# 2012 Sentra Fuel Door bent- won't close properly



## chessi3802 (Sep 2, 2015)

Hello,
My 2012 Sentra fuel door is bent and will not close properly. If I can get it closed it usually will not always "pop" open when I pull the release. Not fun I need gas and no one there to pry open with a screwdriver. Dealer told me it would NOT be covered under my extended warranty and would cost about $250 to repair- new door, paint and installation. Any instructions ow how to disassemble and install a new door anywhere? What paint is used silver? Please post... thanks


----------



## peacenlove613 (Nov 9, 2015)

I have a similar problem. Did you ever figure it out?


----------



## chessi3802 (Sep 2, 2015)

Hello,
Unfortunately, I have not. Dealer will not cover it because it is bent. Funny how one time a tech mentioned something about my fuel door but the service rep kinda brushed under the carpet. I guess I should look through my paperwork. One day I HAD to literally pry it open with a screwdriver. Now, I just drive around with a screwed up door that won't always open/close.
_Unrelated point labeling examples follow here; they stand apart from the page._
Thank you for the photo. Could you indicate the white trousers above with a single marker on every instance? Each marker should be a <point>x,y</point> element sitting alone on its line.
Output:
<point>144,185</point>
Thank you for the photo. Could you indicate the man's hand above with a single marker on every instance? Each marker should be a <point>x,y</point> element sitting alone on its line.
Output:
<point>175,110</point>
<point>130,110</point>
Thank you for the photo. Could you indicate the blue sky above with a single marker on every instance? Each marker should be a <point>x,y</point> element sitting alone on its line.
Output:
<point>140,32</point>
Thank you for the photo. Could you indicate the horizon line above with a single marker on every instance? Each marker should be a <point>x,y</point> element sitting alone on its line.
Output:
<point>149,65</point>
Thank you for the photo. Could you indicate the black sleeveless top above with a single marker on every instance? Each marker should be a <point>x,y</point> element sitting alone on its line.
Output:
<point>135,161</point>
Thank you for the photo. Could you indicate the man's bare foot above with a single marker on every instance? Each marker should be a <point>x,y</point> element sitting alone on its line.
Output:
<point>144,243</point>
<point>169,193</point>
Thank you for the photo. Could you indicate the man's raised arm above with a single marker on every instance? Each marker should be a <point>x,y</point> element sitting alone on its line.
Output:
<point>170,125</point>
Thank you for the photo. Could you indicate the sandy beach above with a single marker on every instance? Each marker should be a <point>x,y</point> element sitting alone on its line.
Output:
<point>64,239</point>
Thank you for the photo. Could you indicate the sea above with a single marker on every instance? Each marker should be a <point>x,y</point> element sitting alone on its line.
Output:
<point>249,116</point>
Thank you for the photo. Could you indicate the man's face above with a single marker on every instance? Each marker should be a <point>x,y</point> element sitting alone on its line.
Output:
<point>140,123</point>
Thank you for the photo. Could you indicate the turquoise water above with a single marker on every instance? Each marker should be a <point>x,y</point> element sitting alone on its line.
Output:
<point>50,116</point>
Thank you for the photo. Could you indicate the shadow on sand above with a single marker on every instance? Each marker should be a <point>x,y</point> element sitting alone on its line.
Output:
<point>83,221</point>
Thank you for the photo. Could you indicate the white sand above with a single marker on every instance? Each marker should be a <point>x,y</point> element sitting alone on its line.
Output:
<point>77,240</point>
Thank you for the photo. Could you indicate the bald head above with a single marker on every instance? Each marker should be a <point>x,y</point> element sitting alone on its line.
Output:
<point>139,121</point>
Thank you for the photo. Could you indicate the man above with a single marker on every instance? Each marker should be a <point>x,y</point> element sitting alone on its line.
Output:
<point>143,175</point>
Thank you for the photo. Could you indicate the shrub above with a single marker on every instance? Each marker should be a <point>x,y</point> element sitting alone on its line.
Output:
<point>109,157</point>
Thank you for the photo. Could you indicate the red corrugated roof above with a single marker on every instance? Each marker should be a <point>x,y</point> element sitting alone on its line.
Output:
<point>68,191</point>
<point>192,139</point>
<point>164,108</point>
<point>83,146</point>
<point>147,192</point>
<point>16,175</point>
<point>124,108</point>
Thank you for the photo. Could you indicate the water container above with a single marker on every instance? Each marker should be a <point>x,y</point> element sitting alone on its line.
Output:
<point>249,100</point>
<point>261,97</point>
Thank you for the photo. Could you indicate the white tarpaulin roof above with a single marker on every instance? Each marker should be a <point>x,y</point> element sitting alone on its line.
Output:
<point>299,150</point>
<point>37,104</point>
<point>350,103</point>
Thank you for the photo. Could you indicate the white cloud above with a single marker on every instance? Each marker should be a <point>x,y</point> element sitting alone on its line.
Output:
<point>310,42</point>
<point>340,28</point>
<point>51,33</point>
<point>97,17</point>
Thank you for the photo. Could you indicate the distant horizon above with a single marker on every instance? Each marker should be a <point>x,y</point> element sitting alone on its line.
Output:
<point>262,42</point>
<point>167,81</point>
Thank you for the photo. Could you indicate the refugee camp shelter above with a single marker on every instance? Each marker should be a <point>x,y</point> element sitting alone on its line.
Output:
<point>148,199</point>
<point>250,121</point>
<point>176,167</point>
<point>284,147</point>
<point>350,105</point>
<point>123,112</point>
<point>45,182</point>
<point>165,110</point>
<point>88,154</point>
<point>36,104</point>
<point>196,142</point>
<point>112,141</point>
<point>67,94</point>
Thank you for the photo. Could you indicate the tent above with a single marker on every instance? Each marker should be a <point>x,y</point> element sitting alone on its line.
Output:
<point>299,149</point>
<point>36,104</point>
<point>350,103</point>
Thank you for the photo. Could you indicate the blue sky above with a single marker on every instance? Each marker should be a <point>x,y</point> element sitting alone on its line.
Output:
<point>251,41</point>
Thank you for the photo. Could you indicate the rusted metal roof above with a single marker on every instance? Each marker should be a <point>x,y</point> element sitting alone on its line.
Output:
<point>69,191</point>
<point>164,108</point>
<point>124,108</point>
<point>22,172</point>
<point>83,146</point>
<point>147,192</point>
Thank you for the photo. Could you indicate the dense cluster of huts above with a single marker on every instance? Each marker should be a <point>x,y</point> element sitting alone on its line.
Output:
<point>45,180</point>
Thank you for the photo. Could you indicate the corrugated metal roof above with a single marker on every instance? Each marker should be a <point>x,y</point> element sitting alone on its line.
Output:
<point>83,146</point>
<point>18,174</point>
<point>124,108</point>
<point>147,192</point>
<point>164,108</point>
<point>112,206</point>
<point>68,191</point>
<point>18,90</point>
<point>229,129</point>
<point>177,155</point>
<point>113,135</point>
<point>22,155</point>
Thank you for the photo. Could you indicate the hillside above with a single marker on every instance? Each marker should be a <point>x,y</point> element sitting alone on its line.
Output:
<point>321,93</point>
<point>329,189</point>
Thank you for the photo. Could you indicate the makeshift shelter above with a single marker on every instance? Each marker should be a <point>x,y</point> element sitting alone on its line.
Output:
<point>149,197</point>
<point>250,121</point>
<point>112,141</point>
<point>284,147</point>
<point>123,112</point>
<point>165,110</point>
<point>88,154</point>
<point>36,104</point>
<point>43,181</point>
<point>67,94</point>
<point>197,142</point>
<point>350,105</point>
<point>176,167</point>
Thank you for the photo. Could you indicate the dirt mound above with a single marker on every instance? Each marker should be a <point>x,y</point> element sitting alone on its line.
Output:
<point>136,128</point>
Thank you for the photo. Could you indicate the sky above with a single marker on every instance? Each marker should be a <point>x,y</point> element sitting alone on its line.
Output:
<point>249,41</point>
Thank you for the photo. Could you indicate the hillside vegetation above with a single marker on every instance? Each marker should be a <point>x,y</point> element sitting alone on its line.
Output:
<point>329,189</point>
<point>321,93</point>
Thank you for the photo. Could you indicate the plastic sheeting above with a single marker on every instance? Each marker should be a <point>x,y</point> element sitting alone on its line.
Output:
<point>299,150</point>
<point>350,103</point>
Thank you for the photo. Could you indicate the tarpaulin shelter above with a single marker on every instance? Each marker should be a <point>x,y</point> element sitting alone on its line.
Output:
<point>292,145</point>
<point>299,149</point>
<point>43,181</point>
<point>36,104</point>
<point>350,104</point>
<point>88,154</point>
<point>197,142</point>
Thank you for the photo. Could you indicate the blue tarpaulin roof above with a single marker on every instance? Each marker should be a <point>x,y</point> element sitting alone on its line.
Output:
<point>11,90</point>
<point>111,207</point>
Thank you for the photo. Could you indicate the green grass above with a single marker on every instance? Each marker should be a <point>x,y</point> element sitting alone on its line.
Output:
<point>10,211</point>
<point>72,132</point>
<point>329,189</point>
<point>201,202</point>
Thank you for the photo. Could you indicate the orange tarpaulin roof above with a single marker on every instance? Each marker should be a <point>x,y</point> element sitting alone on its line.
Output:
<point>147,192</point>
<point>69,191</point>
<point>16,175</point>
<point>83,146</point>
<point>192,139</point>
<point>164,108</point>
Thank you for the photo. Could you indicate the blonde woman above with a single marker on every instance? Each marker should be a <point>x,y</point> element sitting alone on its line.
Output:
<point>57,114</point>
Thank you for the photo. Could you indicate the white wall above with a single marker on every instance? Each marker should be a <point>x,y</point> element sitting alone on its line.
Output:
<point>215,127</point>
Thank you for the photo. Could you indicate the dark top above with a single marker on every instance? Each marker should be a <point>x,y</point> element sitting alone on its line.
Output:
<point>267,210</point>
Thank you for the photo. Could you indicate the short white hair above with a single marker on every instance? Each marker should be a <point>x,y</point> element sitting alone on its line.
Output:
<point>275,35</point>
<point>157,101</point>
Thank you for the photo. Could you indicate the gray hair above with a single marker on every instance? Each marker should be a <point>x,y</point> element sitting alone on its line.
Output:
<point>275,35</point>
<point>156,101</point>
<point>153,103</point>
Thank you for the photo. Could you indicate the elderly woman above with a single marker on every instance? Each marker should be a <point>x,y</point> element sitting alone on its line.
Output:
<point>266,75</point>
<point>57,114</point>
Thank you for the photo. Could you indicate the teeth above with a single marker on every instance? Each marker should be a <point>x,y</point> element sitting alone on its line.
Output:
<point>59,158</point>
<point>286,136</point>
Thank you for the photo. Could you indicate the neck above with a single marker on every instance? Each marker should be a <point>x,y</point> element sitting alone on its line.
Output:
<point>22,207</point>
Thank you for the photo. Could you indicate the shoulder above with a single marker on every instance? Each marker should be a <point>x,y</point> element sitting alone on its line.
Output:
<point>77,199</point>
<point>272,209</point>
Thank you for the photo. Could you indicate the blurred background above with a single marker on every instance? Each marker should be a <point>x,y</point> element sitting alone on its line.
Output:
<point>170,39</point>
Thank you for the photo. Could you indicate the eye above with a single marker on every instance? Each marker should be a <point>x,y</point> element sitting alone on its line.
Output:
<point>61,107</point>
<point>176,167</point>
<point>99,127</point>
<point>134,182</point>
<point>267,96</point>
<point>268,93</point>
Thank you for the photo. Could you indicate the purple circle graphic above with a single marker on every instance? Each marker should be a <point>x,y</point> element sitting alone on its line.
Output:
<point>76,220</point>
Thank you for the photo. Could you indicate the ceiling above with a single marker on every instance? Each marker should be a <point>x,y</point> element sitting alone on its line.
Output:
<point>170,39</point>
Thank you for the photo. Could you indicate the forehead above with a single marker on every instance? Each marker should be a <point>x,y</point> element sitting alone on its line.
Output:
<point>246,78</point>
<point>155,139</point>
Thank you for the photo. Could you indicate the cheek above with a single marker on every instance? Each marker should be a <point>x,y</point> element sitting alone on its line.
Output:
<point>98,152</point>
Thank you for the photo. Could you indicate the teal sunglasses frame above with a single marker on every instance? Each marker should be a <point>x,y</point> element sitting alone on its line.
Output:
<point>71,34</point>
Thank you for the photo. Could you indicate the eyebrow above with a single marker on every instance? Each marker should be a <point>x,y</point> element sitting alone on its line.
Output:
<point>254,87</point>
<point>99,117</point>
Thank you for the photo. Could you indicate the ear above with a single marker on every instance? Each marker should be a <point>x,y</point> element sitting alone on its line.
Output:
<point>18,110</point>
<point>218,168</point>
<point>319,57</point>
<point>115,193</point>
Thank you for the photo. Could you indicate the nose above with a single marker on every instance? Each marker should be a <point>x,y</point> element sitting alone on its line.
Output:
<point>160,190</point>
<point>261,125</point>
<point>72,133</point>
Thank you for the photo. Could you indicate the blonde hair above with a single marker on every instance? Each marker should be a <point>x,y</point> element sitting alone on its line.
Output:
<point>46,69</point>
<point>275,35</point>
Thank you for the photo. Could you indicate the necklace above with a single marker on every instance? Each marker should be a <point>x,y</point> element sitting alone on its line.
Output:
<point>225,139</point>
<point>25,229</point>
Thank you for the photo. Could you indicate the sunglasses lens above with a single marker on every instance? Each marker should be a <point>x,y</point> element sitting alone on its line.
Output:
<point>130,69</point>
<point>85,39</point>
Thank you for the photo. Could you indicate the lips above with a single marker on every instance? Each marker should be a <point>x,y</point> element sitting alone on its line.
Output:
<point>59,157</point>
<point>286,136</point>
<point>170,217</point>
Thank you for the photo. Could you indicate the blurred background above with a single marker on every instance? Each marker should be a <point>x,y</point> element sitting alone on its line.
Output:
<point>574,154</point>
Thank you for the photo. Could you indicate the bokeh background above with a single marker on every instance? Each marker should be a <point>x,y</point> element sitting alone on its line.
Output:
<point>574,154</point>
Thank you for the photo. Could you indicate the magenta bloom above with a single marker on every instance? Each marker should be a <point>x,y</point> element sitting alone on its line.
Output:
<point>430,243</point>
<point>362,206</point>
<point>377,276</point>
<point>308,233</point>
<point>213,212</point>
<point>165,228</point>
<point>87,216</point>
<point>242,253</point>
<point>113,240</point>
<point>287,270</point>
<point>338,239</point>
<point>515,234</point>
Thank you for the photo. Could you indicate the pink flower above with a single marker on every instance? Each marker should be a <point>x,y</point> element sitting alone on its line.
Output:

Sigh.. You can find a replacement door cheap online but have to get it painted and installing it. Sigh


----------



## chessi3802 (Sep 2, 2015)

got lucky found a used silver door on eBay for $30. Two torx head screws and the "new" one was installed. Easy!


----------



## peacenlove613 (Nov 9, 2015)

chessi3802 said:


> got lucky found a used silver door on eBay for $30. Two torx head screws and the "new" one was installed. Easy!



Thanks I'm going to look around for one.


----------



## chessi3802 (Sep 2, 2015)

Look around eBay or local junkyards. I waited months to find a decently priced used on on eBay. The only thing I had to change out was the attached gas cap on the door I bought. If it comes with a cap just test fit to see if the threads match. If not,carefully, pry out the mounting tab with a flat screwdriver and swap out. Good luck! I SO wanted to give the service rep at my dealership an earful today- you wanted $300 to fix this?! grrrr


----------



## Ferrari (Aug 10, 2016)

*bending?*

my mechanic bent it back in to shape but believe it or not it was only a very temporary fix! strange. i have to bang the hinge area of the thing every time i pump gas, after i pull the lever to open.:|


----------



## DriveDrunker (Jun 7, 2019)

+1 For this problem, exact same problem as Mr. Ferrari w/ my 2012 Nissan Sentra and looking for a solution.


----------